French insurtech Luko se retrouve en redressement judiciaire, après l’échec de son accord de 14 millions d’euros avec l’assureur traditionnel Admiral fin octobre.
Une nouvelle procédure d’enchères publiques
Hélène Bourbouloux, administratrice judiciaire nommée par le tribunal, supervise le processus d’enchères publiques, selon une personne bien informée de l’affaire. Pendant ce processus, Luko n’a pas son mot à dire dans les termes d’un nouvel accord. La date limite pour que les acheteurs potentiels fassent une nouvelle offre pour l’activité principale de Luko, Demain ES, est fixée au 13 décembre. Le tribunal commercial français décidera ensuite de la meilleure offre. C’est un revirement de situation pour Luko, qui avait levé 69 millions d’euros jusqu’à présent auprès d’investisseurs tels que Accel et Speedinvest, et qui avait même suffisamment de capital pour acquérir deux concurrents insurtech – Coya et Unkle – tous deux en 2022.
Des acquisitions impossibles à financer
Il semble que ces acquisitions étaient au-delà des moyens de Luko. La situation financière de Luko s’est considérablement détériorée après son incapacité à lever des fonds supplémentaires auprès des investisseurs pour couvrir des dettes de 45 millions d’euros, dont 12 millions dus aux actionnaires d’Unkle.
Une offre d’Allianz écartée
Avant l’audience de Luko devant le tribunal de commerce français mercredi dernier, l’insurtech espérait que le juge prolongerait son plan de sauvegarde afin qu’elle puisse finaliser un accord qu’elle avait conclu avec un nouvel acquéreur.

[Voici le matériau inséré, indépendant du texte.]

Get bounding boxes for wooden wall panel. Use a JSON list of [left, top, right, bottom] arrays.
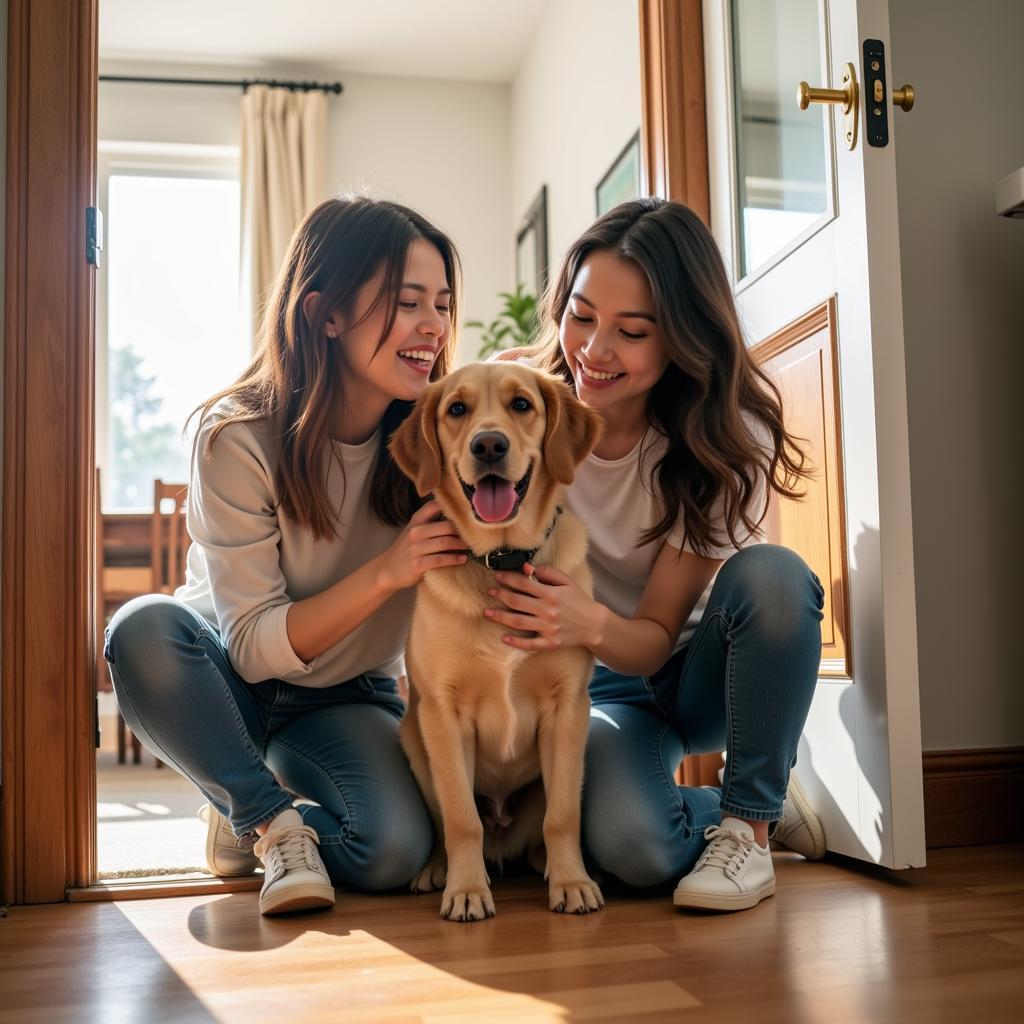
[[754, 298, 852, 678]]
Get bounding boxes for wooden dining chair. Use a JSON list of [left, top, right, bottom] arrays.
[[96, 467, 142, 765], [96, 476, 191, 767], [136, 480, 191, 768], [151, 480, 190, 594]]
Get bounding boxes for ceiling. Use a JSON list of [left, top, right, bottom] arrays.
[[99, 0, 550, 83]]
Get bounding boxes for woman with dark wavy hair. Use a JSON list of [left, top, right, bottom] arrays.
[[491, 197, 826, 911], [105, 196, 466, 916]]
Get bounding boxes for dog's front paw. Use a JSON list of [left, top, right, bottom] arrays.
[[548, 876, 605, 915], [410, 857, 447, 894], [440, 879, 495, 922]]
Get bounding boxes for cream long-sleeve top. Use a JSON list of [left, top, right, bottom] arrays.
[[175, 401, 413, 686]]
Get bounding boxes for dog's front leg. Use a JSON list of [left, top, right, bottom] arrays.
[[399, 715, 448, 893], [538, 690, 605, 914], [417, 695, 494, 922]]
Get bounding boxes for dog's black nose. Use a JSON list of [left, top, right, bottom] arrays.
[[470, 431, 509, 465]]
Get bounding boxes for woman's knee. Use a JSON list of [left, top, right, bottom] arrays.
[[104, 594, 214, 695], [718, 544, 824, 638], [582, 765, 684, 887], [317, 802, 434, 891], [106, 593, 195, 655], [721, 543, 811, 587], [359, 819, 434, 891], [583, 805, 683, 888]]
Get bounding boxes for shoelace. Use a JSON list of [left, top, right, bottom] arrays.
[[696, 825, 756, 877], [253, 824, 322, 875]]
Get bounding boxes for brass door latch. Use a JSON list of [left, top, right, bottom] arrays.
[[797, 41, 915, 151]]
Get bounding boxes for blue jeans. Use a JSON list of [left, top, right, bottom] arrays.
[[104, 594, 434, 890], [581, 544, 825, 888]]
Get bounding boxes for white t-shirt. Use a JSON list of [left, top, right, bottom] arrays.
[[566, 421, 769, 653], [175, 401, 413, 686]]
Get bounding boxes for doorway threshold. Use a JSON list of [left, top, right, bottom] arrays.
[[68, 873, 261, 903]]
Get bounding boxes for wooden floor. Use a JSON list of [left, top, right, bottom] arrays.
[[2, 844, 1023, 1023]]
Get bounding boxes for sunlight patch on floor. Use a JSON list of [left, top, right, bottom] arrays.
[[113, 903, 703, 1023]]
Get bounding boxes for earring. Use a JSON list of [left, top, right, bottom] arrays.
[[326, 327, 337, 338]]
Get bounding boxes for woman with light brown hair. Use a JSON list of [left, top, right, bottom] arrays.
[[105, 196, 464, 916]]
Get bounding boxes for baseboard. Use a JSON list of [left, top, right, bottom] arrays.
[[923, 747, 1024, 848]]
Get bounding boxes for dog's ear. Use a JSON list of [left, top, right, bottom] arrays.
[[388, 383, 444, 496], [536, 373, 603, 484]]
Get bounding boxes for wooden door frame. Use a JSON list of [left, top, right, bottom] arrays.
[[1, 0, 98, 904], [0, 0, 711, 904], [639, 0, 709, 221], [638, 0, 722, 789]]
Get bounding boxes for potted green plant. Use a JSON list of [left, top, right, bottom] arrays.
[[466, 284, 540, 359]]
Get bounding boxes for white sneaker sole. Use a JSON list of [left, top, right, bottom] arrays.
[[260, 882, 336, 916], [673, 878, 776, 912]]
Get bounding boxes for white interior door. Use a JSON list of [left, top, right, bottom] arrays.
[[704, 0, 925, 868]]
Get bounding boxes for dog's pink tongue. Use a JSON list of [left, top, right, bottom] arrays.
[[472, 477, 517, 522]]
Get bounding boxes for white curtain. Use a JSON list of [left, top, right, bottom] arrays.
[[240, 84, 328, 348]]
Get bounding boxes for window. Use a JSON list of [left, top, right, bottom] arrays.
[[98, 146, 248, 510]]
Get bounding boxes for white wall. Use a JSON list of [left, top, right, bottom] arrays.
[[510, 0, 641, 282], [99, 60, 512, 363], [326, 71, 510, 361], [890, 0, 1024, 750]]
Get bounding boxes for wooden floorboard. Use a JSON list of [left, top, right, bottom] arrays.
[[1, 845, 1022, 1023]]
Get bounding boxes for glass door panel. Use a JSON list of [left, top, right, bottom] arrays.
[[731, 0, 830, 279]]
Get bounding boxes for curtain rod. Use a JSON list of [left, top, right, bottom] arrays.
[[98, 74, 343, 95]]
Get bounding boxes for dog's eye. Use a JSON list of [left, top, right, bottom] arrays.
[[511, 397, 531, 413], [447, 401, 467, 417]]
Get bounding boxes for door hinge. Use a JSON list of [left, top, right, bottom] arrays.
[[86, 206, 103, 267], [95, 694, 102, 749]]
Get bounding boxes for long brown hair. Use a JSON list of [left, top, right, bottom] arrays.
[[187, 195, 460, 541], [528, 197, 808, 557]]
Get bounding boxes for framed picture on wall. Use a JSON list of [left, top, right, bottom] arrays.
[[595, 130, 641, 216], [516, 185, 548, 299]]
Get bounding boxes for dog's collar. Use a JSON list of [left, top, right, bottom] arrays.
[[467, 507, 564, 572]]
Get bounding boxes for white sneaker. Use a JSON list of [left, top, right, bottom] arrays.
[[198, 803, 259, 877], [253, 819, 335, 916], [673, 817, 775, 911], [771, 774, 826, 860]]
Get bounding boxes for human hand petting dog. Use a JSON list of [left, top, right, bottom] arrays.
[[375, 499, 467, 592], [485, 563, 608, 651]]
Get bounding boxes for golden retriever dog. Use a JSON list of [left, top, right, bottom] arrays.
[[389, 361, 604, 922]]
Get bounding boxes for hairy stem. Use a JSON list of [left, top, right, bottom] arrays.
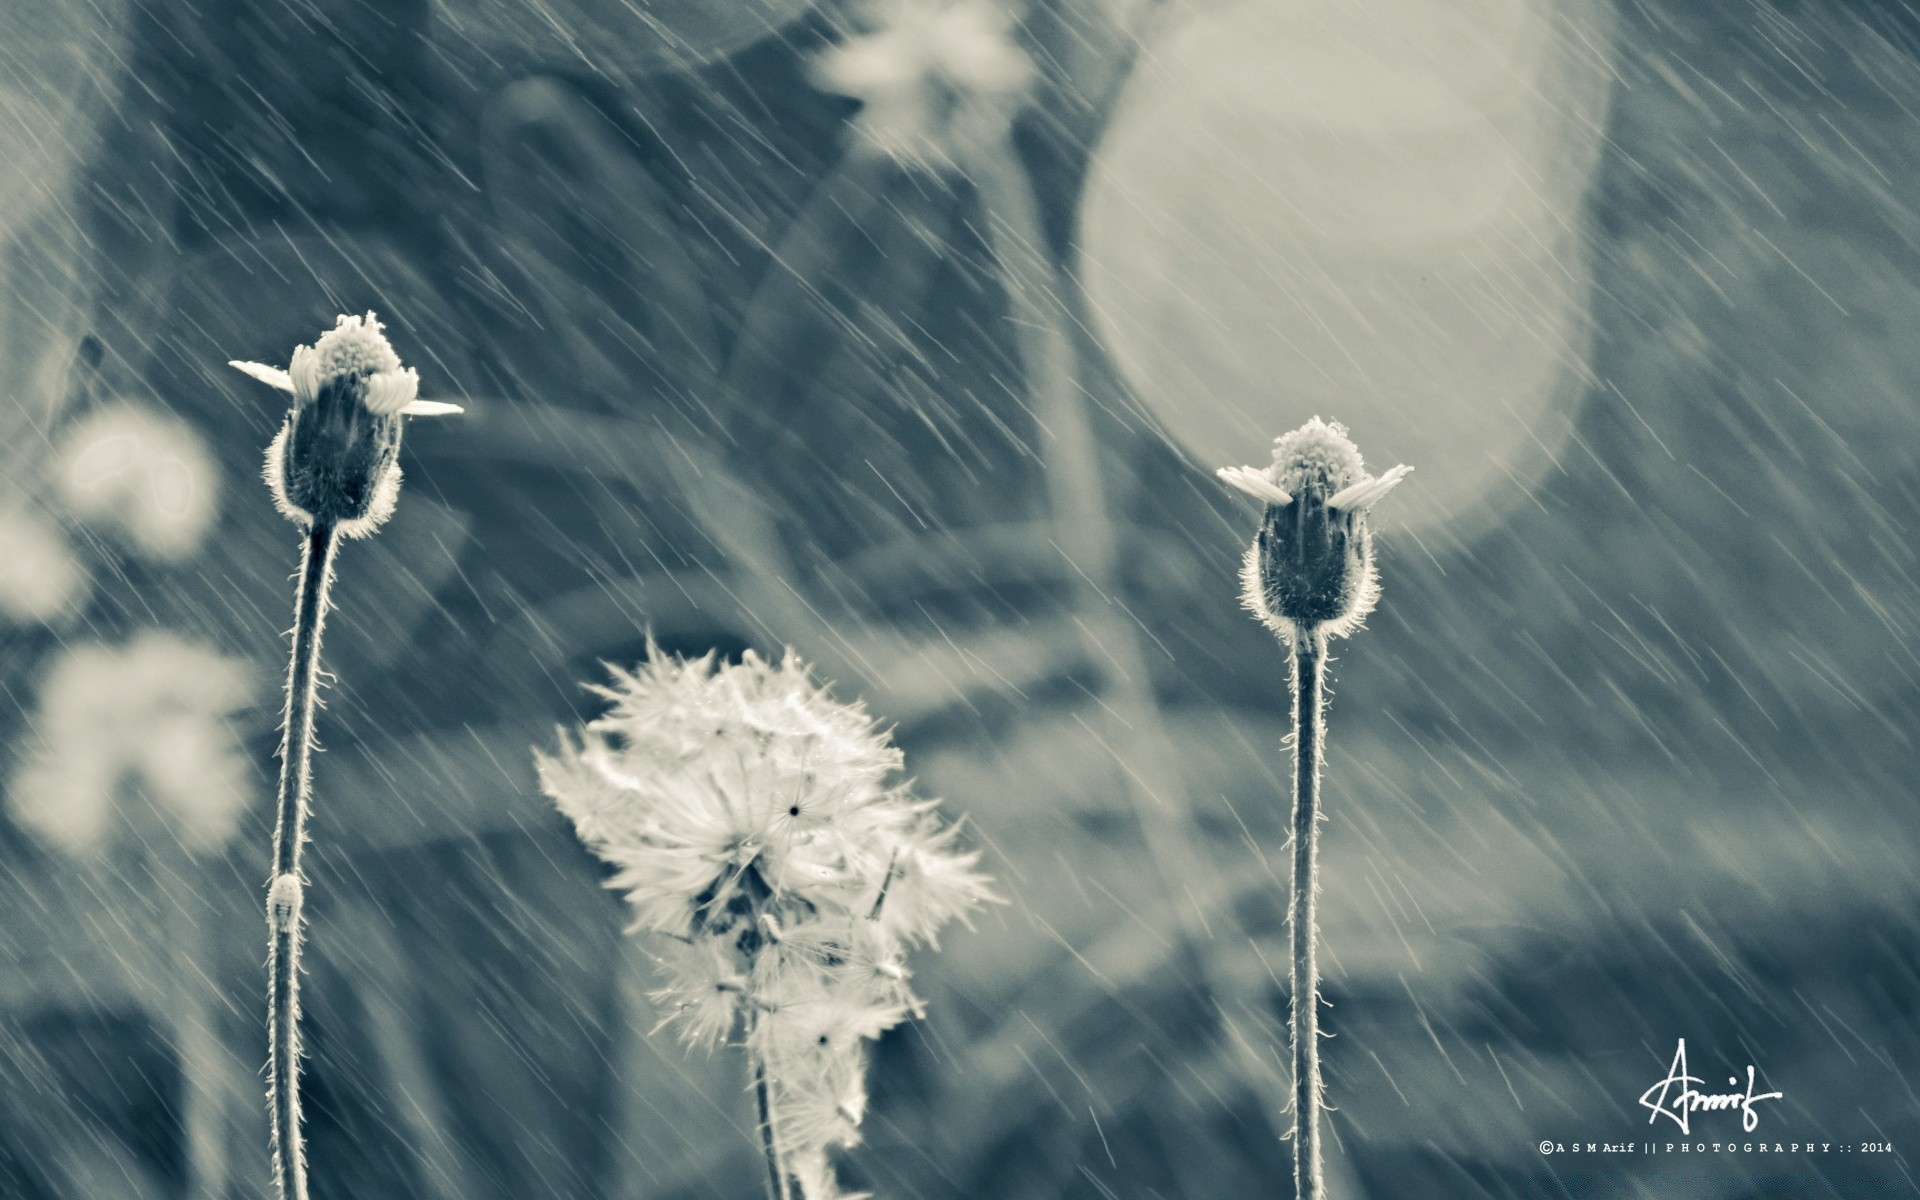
[[268, 522, 338, 1200], [1288, 625, 1328, 1200], [752, 1049, 791, 1200]]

Selon une source, cet acquéreur était l’assureur traditionnel Allianz, avec lequel Luko avait convenu d’une vente aux mêmes conditions que l’accord de 14 millions d’euros avec Admiral. Cependant, la position financière de l’insurtech s’était considérablement détériorée depuis juin, et le tribunal l’a donc placée en redressement judiciaire.
Des découvertes comptables inquiétantes
Les documents du tribunal publiés cette semaine révèlent de nouveaux détails qui ont émergé avant le retrait d’Admiral de l’accord. Deux audits ont révélé que Luko devait 1,375 million d’euros de dettes fiscales, qui devaient être réparties entre son créancier Triple Point, l’acquéreur Admiral et les fondateurs de Luko. De plus, un nouvel audit le mois dernier a révélé une différence de 2,3 millions d’euros entre les primes d’assurance collectées par l’activité Luko Cover du groupe et celles collectées au nom d’assureurs tiers.
La prudence des investisseurs envers l’insurtech
Bien que ces découvertes comptables soient propres à l’entreprise Luko, celle-ci aurait pu éviter cette vente précipitée si elle avait pu obtenir des investisseurs plus de temps. Cependant, les investisseurs hésitent à investir dans les insurtechs en ce moment, car le modèle économique de ces dernières est affecté par les vents contraires économiques. La santé d’une compagnie d’assurance se résume à une métrique appelée ratio combiné : essentiellement un score qui mesure l’argent entrant via les primes par rapport à l’argent sortant via les réclamations. Il est plus facile de maintenir un ratio de sinistres sain lorsque les volumes de primes augmentent avec le nombre de clients, car l’assurance est une économie d’échelle.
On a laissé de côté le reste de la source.